Stablinski was, it has to be said, far from the most graceful rider to have ever swung his leg over a bike. In fact, if anyone were to watch a video of him in action without knowing who he was nor what he achieved, they could be forgiven for thinking him a rank amateur and quite possibly a little drunk. However, he had a sharp mind and intuitively make detailed race plans, changing them on the road as necessary; and he displayed an almost supernatural knack of knowing which breakaway was going to survive to the end of a race, then attaching himself to it. He was, therefore, prime manager material and it was he in his role as Sonolor-Lejeune who recognised that two unknown young riders named Lucien van Impe and Bernard Hinault were worth signing up.

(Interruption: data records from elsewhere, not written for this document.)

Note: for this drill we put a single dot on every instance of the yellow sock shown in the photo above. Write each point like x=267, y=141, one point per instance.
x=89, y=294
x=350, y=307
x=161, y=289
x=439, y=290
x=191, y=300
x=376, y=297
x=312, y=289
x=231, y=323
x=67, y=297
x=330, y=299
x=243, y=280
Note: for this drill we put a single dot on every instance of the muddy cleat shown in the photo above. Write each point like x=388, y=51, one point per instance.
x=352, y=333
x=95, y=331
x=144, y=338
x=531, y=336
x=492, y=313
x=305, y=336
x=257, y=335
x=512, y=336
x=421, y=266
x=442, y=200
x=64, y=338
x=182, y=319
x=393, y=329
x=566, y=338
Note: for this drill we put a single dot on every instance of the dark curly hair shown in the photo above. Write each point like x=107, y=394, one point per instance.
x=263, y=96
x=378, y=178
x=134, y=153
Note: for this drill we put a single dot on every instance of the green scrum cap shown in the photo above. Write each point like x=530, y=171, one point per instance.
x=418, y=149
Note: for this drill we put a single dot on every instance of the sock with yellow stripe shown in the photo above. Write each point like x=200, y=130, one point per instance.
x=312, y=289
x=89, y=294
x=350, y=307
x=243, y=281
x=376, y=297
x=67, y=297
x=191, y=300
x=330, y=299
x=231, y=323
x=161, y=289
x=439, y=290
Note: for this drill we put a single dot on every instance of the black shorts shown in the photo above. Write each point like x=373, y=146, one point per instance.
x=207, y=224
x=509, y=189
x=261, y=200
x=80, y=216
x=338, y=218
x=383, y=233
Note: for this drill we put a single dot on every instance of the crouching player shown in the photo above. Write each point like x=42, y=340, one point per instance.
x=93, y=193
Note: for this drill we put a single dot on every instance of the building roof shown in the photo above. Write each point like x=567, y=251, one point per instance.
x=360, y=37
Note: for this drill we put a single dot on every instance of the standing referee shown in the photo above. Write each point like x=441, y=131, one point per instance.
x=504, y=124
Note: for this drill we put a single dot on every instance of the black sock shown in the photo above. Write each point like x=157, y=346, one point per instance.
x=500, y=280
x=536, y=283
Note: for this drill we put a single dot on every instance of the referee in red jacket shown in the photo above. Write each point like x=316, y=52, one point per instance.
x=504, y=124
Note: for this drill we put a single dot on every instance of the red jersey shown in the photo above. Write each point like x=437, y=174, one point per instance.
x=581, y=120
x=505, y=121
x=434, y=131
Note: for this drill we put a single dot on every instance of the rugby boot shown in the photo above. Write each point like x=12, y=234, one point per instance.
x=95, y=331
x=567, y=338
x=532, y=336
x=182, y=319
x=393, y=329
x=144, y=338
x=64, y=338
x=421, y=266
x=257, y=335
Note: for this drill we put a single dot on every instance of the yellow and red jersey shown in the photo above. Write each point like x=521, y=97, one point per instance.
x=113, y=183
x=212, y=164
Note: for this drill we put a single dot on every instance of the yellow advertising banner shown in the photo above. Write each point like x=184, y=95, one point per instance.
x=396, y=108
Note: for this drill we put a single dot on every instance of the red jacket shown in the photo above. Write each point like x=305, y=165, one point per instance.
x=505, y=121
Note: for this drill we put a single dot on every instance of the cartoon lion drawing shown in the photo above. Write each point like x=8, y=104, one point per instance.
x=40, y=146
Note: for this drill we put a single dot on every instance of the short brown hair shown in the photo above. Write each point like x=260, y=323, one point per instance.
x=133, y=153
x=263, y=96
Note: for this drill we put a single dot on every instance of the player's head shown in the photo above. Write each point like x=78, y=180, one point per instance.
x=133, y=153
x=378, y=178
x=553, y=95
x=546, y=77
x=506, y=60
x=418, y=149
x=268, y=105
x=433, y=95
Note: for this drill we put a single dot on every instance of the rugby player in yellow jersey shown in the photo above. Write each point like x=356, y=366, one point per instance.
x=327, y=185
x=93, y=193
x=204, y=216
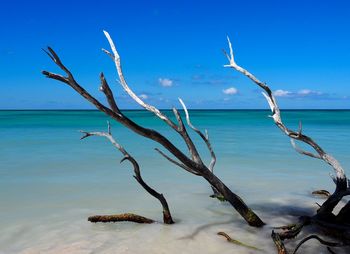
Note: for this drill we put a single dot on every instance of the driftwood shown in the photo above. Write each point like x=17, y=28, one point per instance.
x=335, y=225
x=234, y=241
x=321, y=193
x=167, y=219
x=192, y=163
x=120, y=217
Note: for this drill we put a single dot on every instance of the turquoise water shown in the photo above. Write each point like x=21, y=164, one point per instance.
x=51, y=181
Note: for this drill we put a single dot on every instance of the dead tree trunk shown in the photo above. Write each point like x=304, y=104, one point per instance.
x=337, y=225
x=167, y=218
x=193, y=164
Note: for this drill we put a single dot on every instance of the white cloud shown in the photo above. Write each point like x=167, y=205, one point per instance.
x=165, y=82
x=300, y=93
x=230, y=91
x=143, y=96
x=281, y=93
x=306, y=92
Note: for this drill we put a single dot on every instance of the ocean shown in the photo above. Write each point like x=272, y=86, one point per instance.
x=51, y=181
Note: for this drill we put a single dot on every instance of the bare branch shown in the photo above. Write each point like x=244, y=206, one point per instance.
x=180, y=129
x=167, y=218
x=276, y=115
x=301, y=151
x=116, y=58
x=177, y=163
x=204, y=137
x=109, y=94
x=327, y=243
x=195, y=163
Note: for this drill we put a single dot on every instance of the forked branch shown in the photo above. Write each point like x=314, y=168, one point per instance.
x=192, y=164
x=341, y=180
x=167, y=219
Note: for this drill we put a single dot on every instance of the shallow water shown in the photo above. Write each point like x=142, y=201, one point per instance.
x=50, y=181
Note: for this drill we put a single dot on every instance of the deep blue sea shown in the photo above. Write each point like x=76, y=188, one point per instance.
x=51, y=181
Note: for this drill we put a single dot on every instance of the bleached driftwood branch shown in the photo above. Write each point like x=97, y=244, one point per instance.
x=324, y=214
x=193, y=164
x=167, y=218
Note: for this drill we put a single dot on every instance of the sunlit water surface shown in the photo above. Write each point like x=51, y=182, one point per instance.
x=50, y=182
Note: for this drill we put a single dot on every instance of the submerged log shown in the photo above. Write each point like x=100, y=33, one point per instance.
x=231, y=240
x=281, y=249
x=120, y=217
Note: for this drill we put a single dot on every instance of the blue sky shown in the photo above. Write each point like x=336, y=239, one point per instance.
x=172, y=49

Unlike Hinault, who claims not to have ridden a bike since he retired, Stablinski never fell out of love with the simple joy of non-competitive cycling and continued to ride until the last days of his life. He had spent so many years riding flat out with his head down, he explained on French television, that he'd not had as much opportunity to view the countryide and enjoy riding for the sake of riding as he would have liked during his youth. Like all cyclists, a major contributing factor to his enjoyment of these rides was the cafes he found along the way and more than one unsuspecting stranger was surprised to find themselves in conversation with a four-time World Champion. He also became involved with Les Amis de Paris–Roubaix, the "friends" of the race who restore and repair the cobbled sections that have made it the most famous of the Monuments. It was he that alerted them to the existence of a road running through the forest over the mines he'd worked in all those years before; a harsh, dead-straight road that has come to symbolise the entire race - the Trouée d'Arenberg.

Stablinski died after a long illness on the 22nd of July, 2007.


Nicole Freedman is now a "bike czar,"
assisting architects and urban planners
in producing cycling-friendly town plans
Sprinter Nicole Freedman, born in Massachusetts on this day in 1972, discovered cycling whilst at university (she went to MIT and Stanford) as has been the case with many great female cyclists. She won numerous stages in North American races between 1999 and 2005, also taking one at the 2005 Tour of New Zealand and coming second on Stage 7 of the 2003 Holland Ladies' Tour. In 2000, she won the National Road Race and a year the National Criterium title. After being invited to compete for Israel and awarded dual citizenship, she won the silver medal in the Israeli National Championships in 2003.

Pierre Molinéris, who was born in Nice on this day in 1920, won the Boucles de Sospel and 30 other races including Stage 4 at the 1952 Tour de France before he retired in 1955. At the time of writing, he's 91 and very much alive.

Other births: Lori-Ann Muenzer (Canada, 1966); Stephen Fairless (Australia, 1962); Martin Penc (Czechoslovakia, 1957); Evert Grift (Netherlands, 1922, died 2009); Mehari Okubamicael (Ethiopia, 1945); Roger Young (USA, 1953); Gianni Ghidini (Italy, 1930, died 1995); Mino de Rossi (Italy, 1931).